Fanvids had existed for a while, yes, but it’s really now that they start to come into their own. Previously, and still a bit in the Xena fandom, these fan-made music videos were circulated on VHS tape. And the effort that went into making the videos was INTENSE. There were few video editing softwares available, and far fewer for free. Many fans made these videos by recording episodes as they aired on television, and then using a second VCR to record snippets in the order they wanted.

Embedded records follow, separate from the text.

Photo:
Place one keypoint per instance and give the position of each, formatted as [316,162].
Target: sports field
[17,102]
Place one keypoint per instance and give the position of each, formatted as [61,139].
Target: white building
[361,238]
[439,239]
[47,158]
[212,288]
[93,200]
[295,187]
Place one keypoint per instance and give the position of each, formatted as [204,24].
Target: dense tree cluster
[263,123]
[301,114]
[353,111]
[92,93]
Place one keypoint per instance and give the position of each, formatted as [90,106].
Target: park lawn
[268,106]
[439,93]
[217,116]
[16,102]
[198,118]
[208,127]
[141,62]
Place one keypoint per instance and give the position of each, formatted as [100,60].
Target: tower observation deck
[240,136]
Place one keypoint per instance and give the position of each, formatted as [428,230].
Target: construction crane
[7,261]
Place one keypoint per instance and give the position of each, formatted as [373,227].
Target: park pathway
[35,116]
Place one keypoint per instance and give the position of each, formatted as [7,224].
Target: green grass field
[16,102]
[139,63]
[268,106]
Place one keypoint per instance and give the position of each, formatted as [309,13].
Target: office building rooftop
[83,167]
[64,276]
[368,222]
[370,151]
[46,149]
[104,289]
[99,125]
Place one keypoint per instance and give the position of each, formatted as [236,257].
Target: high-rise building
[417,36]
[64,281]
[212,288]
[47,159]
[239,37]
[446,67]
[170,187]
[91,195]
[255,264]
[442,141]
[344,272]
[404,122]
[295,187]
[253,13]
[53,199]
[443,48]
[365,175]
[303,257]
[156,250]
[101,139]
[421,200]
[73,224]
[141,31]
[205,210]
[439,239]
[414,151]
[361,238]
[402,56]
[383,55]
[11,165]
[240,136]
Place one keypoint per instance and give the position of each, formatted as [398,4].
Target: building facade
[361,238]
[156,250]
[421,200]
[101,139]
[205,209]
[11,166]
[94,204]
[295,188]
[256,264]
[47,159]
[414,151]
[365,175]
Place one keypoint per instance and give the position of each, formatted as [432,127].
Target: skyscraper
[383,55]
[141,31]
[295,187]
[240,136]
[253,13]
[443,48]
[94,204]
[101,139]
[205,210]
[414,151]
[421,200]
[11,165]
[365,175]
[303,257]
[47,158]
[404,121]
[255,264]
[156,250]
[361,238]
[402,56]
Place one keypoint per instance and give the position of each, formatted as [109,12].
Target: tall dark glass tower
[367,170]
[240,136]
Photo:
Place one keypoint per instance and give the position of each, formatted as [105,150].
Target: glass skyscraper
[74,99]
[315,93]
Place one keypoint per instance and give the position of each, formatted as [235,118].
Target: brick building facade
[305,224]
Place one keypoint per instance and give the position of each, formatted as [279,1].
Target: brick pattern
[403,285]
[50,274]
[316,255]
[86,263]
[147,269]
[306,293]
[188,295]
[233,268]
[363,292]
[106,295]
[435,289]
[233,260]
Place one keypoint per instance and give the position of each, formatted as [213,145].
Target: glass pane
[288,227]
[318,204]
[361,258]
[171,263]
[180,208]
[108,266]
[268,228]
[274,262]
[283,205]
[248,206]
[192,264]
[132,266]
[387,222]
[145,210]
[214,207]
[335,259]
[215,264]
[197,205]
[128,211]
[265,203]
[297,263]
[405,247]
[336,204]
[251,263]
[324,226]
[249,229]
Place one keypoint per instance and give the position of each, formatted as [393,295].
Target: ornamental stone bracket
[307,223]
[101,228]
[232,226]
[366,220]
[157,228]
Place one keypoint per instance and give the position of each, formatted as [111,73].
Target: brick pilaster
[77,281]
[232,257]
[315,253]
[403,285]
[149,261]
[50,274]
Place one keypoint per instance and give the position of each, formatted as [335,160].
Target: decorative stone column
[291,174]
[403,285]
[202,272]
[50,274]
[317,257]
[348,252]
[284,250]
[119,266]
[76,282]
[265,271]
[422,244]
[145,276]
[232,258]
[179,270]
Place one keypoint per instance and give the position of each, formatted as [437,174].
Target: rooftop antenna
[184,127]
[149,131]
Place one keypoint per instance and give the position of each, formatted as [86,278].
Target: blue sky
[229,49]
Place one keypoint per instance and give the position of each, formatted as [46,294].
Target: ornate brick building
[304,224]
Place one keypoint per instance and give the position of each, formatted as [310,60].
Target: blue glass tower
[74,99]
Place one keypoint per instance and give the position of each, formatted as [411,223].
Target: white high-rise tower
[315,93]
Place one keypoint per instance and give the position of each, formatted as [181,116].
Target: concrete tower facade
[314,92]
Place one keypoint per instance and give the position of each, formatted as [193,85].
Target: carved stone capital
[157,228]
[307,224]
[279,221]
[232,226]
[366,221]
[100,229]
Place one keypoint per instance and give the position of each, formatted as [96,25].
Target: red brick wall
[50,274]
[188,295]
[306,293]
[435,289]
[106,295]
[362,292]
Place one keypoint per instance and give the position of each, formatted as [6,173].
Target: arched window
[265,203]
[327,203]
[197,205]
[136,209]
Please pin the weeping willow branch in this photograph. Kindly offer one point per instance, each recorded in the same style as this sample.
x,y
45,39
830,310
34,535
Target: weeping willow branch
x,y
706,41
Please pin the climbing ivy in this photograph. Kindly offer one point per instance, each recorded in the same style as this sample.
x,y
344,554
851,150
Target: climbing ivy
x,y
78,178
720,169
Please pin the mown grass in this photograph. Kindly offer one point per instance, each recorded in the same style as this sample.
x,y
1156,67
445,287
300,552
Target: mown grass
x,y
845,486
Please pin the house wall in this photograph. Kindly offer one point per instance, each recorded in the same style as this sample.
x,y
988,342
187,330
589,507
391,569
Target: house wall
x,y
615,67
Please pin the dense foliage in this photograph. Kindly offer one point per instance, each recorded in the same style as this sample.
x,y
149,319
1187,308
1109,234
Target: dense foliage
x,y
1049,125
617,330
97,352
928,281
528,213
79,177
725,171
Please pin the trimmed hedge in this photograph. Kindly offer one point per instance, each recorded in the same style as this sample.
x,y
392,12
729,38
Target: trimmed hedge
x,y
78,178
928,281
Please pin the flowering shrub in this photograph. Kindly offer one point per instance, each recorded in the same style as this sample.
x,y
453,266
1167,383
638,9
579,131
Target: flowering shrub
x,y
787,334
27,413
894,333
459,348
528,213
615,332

They used external microphones to record music over the show’s own soundtrack. And when you finally had the video edited the way you wanted it, you used MORE VHSs to make copies and to mails to the friends you made online. Or, if you could somehow manage, you got web hosting, and your fans sat around, waiting on a download that jumped it’s time estimate between five minutes and INFINITY.
There was no YouTube. YouTube didn’t enter public beta until May of 2005, four years after Xena ended. This was all individual hosts, single developers, and lots and lots of download time.
Never underestimate lesbians on a mission.